Being self taught means there is a lot more
trial and error than usual; I haven't had art college to help me define my
ideas or style, it's been a wide ranging, on-going process of trying everything
to see what works. And what doesn't. A lot of this process has taken place
publicly, on my blog, website and facebook page not to mention the Etsy shops
that died a death. Oh yes, I've put a lot of crap out there over the last few
years.
There have been times when failure
has been particularily hard -
I have
torn up and thrown out almost all my early paper based work. That really really hurt and I confess to having
cried but each time I did it I knew I was clearing the way for something new.
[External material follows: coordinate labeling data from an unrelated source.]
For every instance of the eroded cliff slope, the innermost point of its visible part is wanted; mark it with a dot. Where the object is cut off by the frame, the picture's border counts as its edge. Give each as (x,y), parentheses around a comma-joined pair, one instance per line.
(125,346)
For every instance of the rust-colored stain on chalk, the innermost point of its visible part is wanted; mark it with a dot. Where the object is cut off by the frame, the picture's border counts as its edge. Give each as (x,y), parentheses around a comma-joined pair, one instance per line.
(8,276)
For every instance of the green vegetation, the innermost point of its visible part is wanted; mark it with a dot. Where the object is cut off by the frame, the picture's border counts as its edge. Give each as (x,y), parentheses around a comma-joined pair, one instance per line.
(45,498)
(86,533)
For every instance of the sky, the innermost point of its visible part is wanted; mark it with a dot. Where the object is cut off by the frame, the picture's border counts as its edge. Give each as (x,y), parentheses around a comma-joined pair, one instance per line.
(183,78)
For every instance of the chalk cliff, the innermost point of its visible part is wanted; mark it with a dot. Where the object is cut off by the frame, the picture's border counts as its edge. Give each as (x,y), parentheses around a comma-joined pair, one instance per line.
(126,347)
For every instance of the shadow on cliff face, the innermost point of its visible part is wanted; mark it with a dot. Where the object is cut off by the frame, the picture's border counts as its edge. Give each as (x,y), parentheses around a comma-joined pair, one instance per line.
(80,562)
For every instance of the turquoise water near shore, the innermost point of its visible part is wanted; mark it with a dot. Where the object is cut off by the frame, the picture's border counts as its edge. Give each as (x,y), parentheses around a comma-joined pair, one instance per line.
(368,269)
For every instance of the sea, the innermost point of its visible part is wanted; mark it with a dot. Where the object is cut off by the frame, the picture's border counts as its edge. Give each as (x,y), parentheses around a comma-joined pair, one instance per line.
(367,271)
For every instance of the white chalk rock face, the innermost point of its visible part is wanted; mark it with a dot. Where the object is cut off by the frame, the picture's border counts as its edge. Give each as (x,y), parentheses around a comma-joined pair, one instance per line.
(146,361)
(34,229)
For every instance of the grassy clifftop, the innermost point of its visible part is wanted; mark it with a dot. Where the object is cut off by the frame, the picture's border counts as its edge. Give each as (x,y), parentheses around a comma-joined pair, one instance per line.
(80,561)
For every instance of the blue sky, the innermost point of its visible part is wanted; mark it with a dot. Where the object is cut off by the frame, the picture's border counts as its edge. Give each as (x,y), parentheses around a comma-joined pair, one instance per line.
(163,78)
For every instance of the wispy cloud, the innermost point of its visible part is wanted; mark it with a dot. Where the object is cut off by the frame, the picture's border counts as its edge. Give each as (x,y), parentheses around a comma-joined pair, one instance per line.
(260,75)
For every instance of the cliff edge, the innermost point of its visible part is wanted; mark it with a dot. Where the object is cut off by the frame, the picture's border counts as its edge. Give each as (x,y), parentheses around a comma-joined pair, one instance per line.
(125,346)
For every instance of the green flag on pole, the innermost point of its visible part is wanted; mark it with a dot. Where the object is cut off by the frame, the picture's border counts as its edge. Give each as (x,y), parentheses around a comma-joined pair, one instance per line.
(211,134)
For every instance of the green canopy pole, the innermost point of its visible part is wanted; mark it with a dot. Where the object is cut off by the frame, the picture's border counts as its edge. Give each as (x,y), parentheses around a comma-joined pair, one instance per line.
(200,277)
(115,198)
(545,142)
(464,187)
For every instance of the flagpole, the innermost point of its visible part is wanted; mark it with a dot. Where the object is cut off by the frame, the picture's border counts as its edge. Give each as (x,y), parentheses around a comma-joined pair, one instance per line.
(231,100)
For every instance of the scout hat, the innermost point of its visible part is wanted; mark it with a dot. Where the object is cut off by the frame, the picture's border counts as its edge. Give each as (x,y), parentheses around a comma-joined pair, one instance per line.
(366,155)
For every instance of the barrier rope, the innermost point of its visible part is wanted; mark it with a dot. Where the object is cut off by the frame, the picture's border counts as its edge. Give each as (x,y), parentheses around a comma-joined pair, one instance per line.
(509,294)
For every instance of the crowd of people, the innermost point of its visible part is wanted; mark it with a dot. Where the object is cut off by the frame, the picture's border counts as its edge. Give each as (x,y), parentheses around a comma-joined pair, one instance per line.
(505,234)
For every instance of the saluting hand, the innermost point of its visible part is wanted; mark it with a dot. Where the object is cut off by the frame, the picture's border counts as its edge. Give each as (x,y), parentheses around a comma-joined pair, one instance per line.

And that's the point right there -
failure is not this isolated 'thing', it's part of a process. Obvious really
but we tend to focus on the bit that didn't work rather than the wonderful,
complex, evolving whole that it is.
I once likened the creative process to
wandering from a place you know to a place you don't know and possibly can't
conceive of with a cardboard box on your head. To which I might add that there is a big element of going over the
edge of a cliff as well. With the box still on your head, of course. Sometimes
I make a mad dash for the edge and fling myself off just to see what happens,
at other times I find myself inching closer
and closer to the edge delicately
feeling my way along. I am driven by curiosity and just enough fear and
uncertainty to make it interesting.
I realized the other day that I loved this
crazy process and was no longer that fazed by the possibility of failure -
public or otherwise. The prospect of seeing whether I could fly off the edge of
the metaphorical cliff or if I was going to crash and burn is just too damm
exciting.
And in the spirit of possible failure I
intend to blog more about what goes to make up the creative process, why
artists are different from other people and how not to burn out . . . that kind of thing. Stay tuned.
* Youtube search 'Norwegian Blue Parrot' if you don't get this reference.
** This picture isn't actually relevant I just didn't have a picture of a mad artist running off the edge of a cliff.